Can there be a morning after for U.S. real estate demand, if the market can make it through a night during which it capsized after being torpedoed by an iceberg?
We checked in on the state of residential real estate yesterday, and Reason has also been documenting the commercial real estate hyperpocalypse for a long time.
In 2009, during heady days of hope and change, we tracked the CRE industry's heavy lobbying push in Washington (the capital), and we rode along as Jim the Realtor® patrolled the ghost malls of San Diego County.
In 2010, as a grateful nation was gearing up for the first Summer of Recovery, we noted that one reason for the yelping about federal CRE intervention was the D.C. Beltway's concentration of distressed CRE. The greater Washington area at the time had the nation's heaviest volume of properties in foreclosure, bankruptcy, restructured or modified status, and lender REO. Also at the time, the very popular interventionist Elizabeth Warren predicted half of all CRE would be underwater (i.e., the current sale value of the property is less than the outstanding balance of the loan) by the end of 2010.
The real estate market in Washington has since worked through more than half of that distressed volume and lost its dubious title as the nation's most troubled CRE market. And it looks like Warren's premonition was too conservative. Deloitte & Touche says 60 percent of CRE loans scheduled to come due between 2011 and 2015 due – about $1.7 trillion worth of debt – are underwater.
As the Washington example shows, that's a problem with a solution at hand: Just keep cutting your price until somebody buys your inventory. No quantitative easing necessary. No Bernankean drivel about the risk of deflationary shocks required. No need for additional stimulus or Harper's Cuforhedake Brane Fude or eye of newt. In fact, despite realities that continue to exceed the nightmarish predictions of government apparatchiks, the current news is that there's a "mini-pop" in CRE.

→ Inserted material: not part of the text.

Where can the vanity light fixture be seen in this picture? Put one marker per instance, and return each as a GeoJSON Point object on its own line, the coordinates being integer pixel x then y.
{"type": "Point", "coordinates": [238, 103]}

The imperative not to rescue commercial real estate is even clearer than it was in the case of residential real estate, because the state was an even more central player in inflating the original bubble. City, county and state governments spent heavily and worked hard to deliver tax-subsidized mixed-use ghost malls and New Urbanist dud-hubs all over the country. Now that these products have failed in the market, local governments could solve their problems by lifting zoning restrictions and allowing the real estate to be rented or sold, at attractive prices, for whatever purposes buyers have in mind.